Il y a cependant une ombre au tableau. Le Conseil s'en prend aux professeurs pour satisfaire sa vengeance. Deux professeurs Jacques Boyer et Paul Bezozzi sont congédiés tandis que trois professeurs voient leur dossier noirci pour avoir, aux yeux des auteurs d'un rapport secret, participé de façon trop active à la grève des élèves du mois de mars précédent. Ce rapport avait été préparé par Messieurs les surintendants Arnold Kelley et John Comtois et remis au Conseil. Ce geste de la part du conseil provoqua la création d'un front commun franco-ontarien contre l'injustice, front commun regroupant l'AEFO, l'ACFO, l'AFCSO, l'API et la direction Jeunesse. M. Gérard Gauthier démissionna avec fracas à la suite du geste du Conseil.
Le 12 juin 1973, l'école reçoit le nom officiel de « La Citadelle » inspiré des écrits de Saint-Exupéry. Ce nom souligne ainsi le rôle que joue et jouera cette institution dans la région. La dédicace de l'école se fit le 30 mai 1975 au milieu d'un grand déploiement de personnalités telles que M. Thomas Wells, ministre de l'Éducation, M. Gérard Raymond, président du Conseil Supérieur de langue française et M. Jean-Paul Scott, surintendant et ardent défenseur des droits des Francophones, etc. Les fêtes de la journée de la dédicace et, particulièrement, la nuit de La Citadelle, événement culturel qui suivit la cérémonie officielle, attira plus d'un millier de personnes.
Depuis ces événements, l'école La Citadelle sous la direction de Mlle Jeanine Séguin, appuyée du directeur adjoint, M. Jules Renaud, et d'un personnel hautement qualifié et bien motivé, s'occupe chaque année d'une clientèle d'au-delà de mille élèves. L'école fourmille d'activités car, en plus de donner un enseignement solide, elle possède, dans le domaine du sport, des équipes de soccer, de volley-ball, de basket-ball, de gymnastique, de lutte et dans le domaine artistique, deux troupes de théâtre, une équipe de cinéastes, un groupe de concertistes, un orchestre de danse, un journal (l'Écho) et une revue annuelle (Le Rétro). Chaque année le gouvernement des élèves organise une journée culturelle à l'automne et un carnaval d'hiver en février. Il organise aussi des danses mensuelles. C'est une école dynamique et active, ouverte à toute la communauté française. Elle possède en plus un animateur de la pastorale à plein temps et des animateurs culturels.

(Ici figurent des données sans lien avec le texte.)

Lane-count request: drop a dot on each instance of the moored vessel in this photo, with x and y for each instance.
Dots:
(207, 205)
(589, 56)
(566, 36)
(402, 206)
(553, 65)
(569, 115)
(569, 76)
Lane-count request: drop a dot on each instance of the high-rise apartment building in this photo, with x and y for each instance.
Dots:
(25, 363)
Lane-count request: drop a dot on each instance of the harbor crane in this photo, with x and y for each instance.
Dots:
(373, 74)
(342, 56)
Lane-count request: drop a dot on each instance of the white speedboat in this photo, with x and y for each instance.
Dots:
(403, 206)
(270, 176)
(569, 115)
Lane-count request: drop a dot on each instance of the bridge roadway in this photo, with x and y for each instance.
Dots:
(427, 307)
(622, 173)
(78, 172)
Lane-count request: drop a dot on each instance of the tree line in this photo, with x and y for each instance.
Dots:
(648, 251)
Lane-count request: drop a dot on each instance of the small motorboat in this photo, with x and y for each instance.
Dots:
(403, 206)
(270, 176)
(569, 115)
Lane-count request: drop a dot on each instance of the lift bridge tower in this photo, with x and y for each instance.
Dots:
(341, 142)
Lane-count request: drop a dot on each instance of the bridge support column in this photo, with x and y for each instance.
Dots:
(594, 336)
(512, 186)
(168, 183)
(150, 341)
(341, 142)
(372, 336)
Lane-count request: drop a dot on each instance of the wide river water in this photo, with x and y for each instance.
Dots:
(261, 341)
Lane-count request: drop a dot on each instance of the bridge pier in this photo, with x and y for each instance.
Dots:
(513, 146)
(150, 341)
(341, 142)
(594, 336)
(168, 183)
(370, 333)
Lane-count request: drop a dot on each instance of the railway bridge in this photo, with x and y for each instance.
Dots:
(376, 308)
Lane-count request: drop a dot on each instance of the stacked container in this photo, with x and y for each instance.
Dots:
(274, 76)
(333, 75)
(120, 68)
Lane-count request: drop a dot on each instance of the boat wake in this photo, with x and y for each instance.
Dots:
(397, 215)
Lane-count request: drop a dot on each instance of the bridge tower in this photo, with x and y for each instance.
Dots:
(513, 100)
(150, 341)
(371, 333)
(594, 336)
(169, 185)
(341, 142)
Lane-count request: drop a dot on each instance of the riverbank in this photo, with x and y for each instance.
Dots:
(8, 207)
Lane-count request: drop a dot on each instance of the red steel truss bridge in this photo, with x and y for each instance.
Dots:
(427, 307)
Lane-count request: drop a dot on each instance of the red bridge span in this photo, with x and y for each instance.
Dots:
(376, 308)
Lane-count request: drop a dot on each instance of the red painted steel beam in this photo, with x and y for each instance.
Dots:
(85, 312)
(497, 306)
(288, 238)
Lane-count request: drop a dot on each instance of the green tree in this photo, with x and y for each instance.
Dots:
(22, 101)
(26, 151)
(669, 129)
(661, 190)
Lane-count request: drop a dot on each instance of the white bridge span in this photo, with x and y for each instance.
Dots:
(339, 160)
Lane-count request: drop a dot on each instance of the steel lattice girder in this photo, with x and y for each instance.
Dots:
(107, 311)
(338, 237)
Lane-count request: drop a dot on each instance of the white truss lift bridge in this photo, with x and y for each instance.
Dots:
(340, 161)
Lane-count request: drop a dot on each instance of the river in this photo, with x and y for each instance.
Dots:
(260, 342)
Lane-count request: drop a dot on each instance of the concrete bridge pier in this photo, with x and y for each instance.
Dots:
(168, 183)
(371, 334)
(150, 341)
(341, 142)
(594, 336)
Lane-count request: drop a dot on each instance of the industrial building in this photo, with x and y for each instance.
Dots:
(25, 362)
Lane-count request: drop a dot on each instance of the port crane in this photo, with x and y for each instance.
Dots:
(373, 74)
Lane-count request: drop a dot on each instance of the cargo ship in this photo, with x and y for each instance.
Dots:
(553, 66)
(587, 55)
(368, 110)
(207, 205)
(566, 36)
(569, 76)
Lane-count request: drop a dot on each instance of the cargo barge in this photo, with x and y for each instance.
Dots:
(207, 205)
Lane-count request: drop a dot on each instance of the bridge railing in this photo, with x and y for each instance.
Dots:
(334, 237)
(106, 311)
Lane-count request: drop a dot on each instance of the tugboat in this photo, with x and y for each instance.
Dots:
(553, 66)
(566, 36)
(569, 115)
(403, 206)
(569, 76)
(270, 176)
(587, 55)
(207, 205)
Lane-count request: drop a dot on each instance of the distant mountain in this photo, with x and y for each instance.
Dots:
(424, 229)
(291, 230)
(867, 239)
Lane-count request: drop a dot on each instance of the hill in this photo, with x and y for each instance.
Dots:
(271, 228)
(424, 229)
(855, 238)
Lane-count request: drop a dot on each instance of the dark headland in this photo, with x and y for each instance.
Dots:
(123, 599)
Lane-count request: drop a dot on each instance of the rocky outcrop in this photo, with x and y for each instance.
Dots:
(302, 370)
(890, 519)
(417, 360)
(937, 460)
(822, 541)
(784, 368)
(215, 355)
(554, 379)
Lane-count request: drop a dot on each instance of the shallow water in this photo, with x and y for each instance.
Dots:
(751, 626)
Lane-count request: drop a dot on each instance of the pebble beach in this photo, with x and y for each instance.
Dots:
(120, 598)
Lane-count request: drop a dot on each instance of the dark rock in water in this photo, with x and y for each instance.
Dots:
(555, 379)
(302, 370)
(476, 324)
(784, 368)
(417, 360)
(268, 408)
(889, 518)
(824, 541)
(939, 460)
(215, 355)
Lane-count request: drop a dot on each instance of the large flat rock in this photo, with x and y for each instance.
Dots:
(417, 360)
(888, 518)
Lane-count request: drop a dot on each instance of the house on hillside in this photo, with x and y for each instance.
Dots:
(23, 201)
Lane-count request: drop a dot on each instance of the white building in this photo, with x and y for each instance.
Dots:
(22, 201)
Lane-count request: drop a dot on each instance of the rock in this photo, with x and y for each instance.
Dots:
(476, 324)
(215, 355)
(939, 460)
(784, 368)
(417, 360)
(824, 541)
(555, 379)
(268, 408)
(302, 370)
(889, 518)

Voici ce que M. Gilles Houde écrivait dans le journal Le Devoir du 25 juin 1977: «J'ai découvert à Cornwall une école francophone qui pourrait servir d'exemple à plusieurs de nos écoles secondaires du Québec. En effet, j'ai rarement vu une telle ambiance entre d'une part la direction et ses professeurs et, d'autre part, entre l'ensemble des cadres et les élèves. Plus de 1 000 élèves, filles et garçons, participent à une foule d'activités culturelles, sportives et sociales avec comme animateurs les titulaires de matières académiques. Ces derniers, en dehors des heures de cours, consacrent plusieurs heures par semaine, bénévolement, et avec enthousiasme, à promouvoir la « participation ».